Effect of berberine on in vitro metabolism of sulfonylureas: a herb-drug interactions study

Rationale: Patients with type 2 diabetes may co-ingest herbal and prescription medicines to control their blood glucose. Potential interactions at uptake of compounds through P-gp, a 170 kDa ATP-dependent glycoprotein and drug transporter can affect their absorption. Furthermore, competitive binding at the catalytic sites of metabolic enzymes of drug and herb may mutually affect their metabolism. This can alter the level of drug in cell and its kinetics in the body which can lead to toxicity or loss of efficacy. Sulfonylureas are insulin secretagogues and prescribed to treat type 2 diabetes. Berberine is an active component of medicinal herbs and used by individuals to self-regulate the blood glucose levels. Around 8.5 million patients of type 2 diabetes were prescribed with sulfonylureas and 40-60% of general population use herbal medicine. A clear understanding of how absorption and metabolism of sulfonylureas (glyburide, gliclazide and glipizide) can be affected by the presence of berberine, a major chemical component of herbs used as anti-diabetics, and vice versa can provide valuable information on the potential herb drug interactions (HDIs).
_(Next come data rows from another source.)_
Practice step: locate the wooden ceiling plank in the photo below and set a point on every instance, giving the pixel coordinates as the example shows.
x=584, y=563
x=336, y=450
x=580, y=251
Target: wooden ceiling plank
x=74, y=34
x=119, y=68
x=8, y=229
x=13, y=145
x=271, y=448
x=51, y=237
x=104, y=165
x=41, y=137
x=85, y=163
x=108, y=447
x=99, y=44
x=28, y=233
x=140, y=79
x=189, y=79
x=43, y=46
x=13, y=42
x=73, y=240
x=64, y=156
Methods: Berberine and sulfonylureas were co-incubated with rat liver microsomes in the presence of freshly prepared NADPH regenerating system. The metabolites of berberine and sulfonylureas were analysed using liquid chromatography with high resolution mass spectrometry operated in the positive ion mode. The role of individual isozymes involved in the metabolism of selected compounds was probed using specific inhibitors. The role of individual isozymes in metabolism of glyburide was investigated using ketoconazole and tienilic acid as the inhibitors of CYP3A and CYP2D at 0.01 to 1.5 μM and 0.005 to 100 μM, respectively, with glyburide at 20 μM in 0.5 mg/mL microsomes and the NADPH regenerating system. The role of CYP2C in metabolism of gliclazide or glipizide was investigated by incubating these substrates at 20 μM with tienilic acid (0.005 to 100 μM) in 0.5 mg/mL microsomes and the NADPH regenerating system. Cimetidine, quinidine and ketoconazole as the inhibitors of CYP1A, CYP2D and CYP3A were used at 5 to 30 μM, 0.01 to 3 μM and 0.01 to 1.5 μM, respectively with a fixed concentration of berberine of 20 μM in presence of 0.5 microsomes and the NADPH regenerating system. Potential interactions at absorption and metabolism were investigated using Caco-2 cells and microsomes, respectively. Caco-2 cells were incubated with berberine at 0.01 to 80 μM for 6 h (with or without glyburide and glipizide at 20 μM. The level of compound entering cell was measured using LC-MS. Gender differences in metabolism of berberine was also investigated by comparing the metabolic profile of the compound using human and rat liver microsomes.
Results: In vitro Phase I metabolism profile of berberine was established and this confirmed the formation of demethyleneberberine (B1a) and berberrubine (B2a) with their isomers B1b and B2b, respectively. Using specific inhibitors of CYP3A and CYP2D it was found that these isozymes were found to be involved in the metabolism of berberine. In vitro Phase I metabolism of glyburide and gliclazide established the formation of hydroxylated metabolites. Inhibition studies revealed that CYP3A and CYP2C were involved in the metabolism of glyburide. Gliclazide and glipizide were metabolised by CYP2C.
HDI studies revealed that glyburide affected the absorption of berberine due to the higher affinity of glyburide at the binding site of P-gp in drug binding compared with berberine in Caco-2 cells. Alternatively, berberine did not affect the absorption of glyburide. No potential interactions of glipizide and berberine was noticed to affect the absorption of either drug. A sign of potential HDIs was noticed during in vitro co-incubation of berberine with glyburide or gliclazide as the metabolism of both drugs were compromised. Glipizide did not affect the metabolism of berberine. Gender differences in the formation of berberine metabolites was observed as rat and human microsomes produced a similar profile in the in vitro biotransformation of berberine with the same metabolites formed but in different quantities. Human female microsomes were found to produce higher quantity of berberine metabolites compared to male microsomes. The rat male and female microsomes showed an inverse trend on the production of berberine metabolites.
Conclusions: In vitro incubation of berberine with glyburide or gliclazide affected the metabolism of each other. These results indicate a potential risk of toxicities in the clinical practice when these compounds are used concomitantly. Potential HDIs at absorption level showed that berberine may affect the absorption of glyburide or glipizide. The interspecies and gender difference in the metabolism of berberine should be used in conjunction with other dose establishing factors to optimise the pharmacokinetics and pharmacodynamics of the drug.